In particolare la consegna alla giustizia italiana di Sergio Tornaghi, condannato all'ergastolo per l'assassinio del maresciallo barlettano Francesco Dicataldo (52 anni), in servizio a Milano presso le guardie carcerarie del carcere di San Vittore.A rendere ancora più vicina per noi barlettani la vicenda del maresciallo Dicataldo è il contesto di quella tragica primavera del 1978 e di quel periodo in genere. La Barletta della seconda metà degli anni '70 è una città ancora ferita dal dramma di Pino Marchisella, il poliziotto ucciso a Roma durante una rapina, e di Chiara, la sua fidanzata, suicidatasi qualche giorno dopo.
Sindaco di Barletta nel 1978 è Armando Messina (padre della senatrice PD Assuntela Messina ndr), il "moroteo" per eccellenza della politica barlettana. Facile quindi immaginare quale fosse lo stato d'animo, non solo della politica, ma di un'intera comunità, la mattina del 16 marzo 1978, il giorno del sequestro di Aldo Moro e della strage di Via Fani, dove tra l'altro perse la vita un altro figlio di Puglia: il fasanese Francesco Zizzi. Tutto questo appena sei giorni dopo l'assassinio a Torino, sempre ad opera delle Brigate Rosse, di un altro nostro conterraneo: il maresciallo barese Rosario Berardi.
In un contesto del genere possiamo facilmente intuire quale fosse il modus vivendi di Francesco Dicataldo e della sua famiglia, in una città particolarmente difficile quanto a violenza e terrorismo politico come la Milano di quegli anni. Un vivere perennemente sul filo del rasoio, stando bene attenti a pesare gesti e parole in un ambiente come quello carcerario milanese – un contesto di quelli dove "i muri parlano" - nel quale un gesto o una parola male interpretata poteva costare la vita.
Francesco Dicataldo lo sapeva bene, era in servizio ormai da trent'anni ed era troppo esperto per rispondere a ingiurie e provocazioni tipo "sbirro", "servo dello Stato" e tante altre "perle di saggezza" tanto in voga in quegli anni caratterizzati si da forte fermento intellettuale, ma anche da "soccorsi rossi", "cattivi maestri", "eversione nera" e "compagni che sbagliano".

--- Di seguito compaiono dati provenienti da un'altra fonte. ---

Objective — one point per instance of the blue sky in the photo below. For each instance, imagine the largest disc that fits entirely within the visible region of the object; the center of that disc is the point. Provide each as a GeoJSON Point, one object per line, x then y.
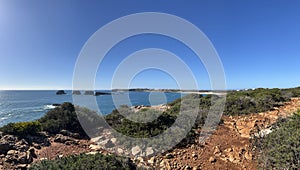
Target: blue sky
{"type": "Point", "coordinates": [257, 41]}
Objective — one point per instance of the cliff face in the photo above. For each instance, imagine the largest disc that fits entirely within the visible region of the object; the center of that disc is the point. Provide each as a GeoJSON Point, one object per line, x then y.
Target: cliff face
{"type": "Point", "coordinates": [229, 147]}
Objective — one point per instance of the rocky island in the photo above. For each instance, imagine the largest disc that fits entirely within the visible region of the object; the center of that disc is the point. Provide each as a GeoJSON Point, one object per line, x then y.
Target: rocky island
{"type": "Point", "coordinates": [246, 137]}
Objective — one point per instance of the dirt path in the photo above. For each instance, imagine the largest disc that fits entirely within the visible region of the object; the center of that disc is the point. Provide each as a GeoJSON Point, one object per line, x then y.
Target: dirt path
{"type": "Point", "coordinates": [229, 147]}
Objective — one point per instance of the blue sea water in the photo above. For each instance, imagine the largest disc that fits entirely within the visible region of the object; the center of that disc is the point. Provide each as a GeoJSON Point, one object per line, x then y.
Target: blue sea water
{"type": "Point", "coordinates": [19, 106]}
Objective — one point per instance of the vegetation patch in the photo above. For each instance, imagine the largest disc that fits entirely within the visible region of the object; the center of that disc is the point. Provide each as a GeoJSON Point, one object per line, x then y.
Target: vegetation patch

Per dare ulteriore idea al lettore dell'aria pesante che si respirava in quei mesi, basta ricordare che il giorno della strage di Via Fani, nelle scuole e nelle Università d'Italia c'è stato chi ha applaudito convintamente, non a Moro e alla sua scorta, ma ai terroristi. Francesco Dicataldo lo sapeva bene e naturalmente cercava di stare attento. Era un agente particolarmente apprezzato, non solo dai suoi colleghi e superiori, ma persino da tanti detenuti per la sua correttezza ed umanità. Tratti di un carattere ben lontano dal "torturatore di detenuti" descritto dal delirante comunicato delle Brigate Rosse Colonna "Walter Alasia" che ne rivendicava l'assassinio, avvenuto alle 7:30 circa del 20 aprile 1978 presso la fermata dell'autobus di Milano Lambrate mentre il maresciallo si recava al lavoro.
Per questo tale ferita non può che rimanere "aperta", come scritto dal presidente del consiglio comunale di Barletta Sabino Dicataldo nel comunicato di ringraziamento rivolto al Presidente del Consiglio Draghi, al presidente francese Macron per aver permesso di assicurare finalmente alla giustizia gli autori di questo e di tanti altri crimini tanto efferati quanto insensati.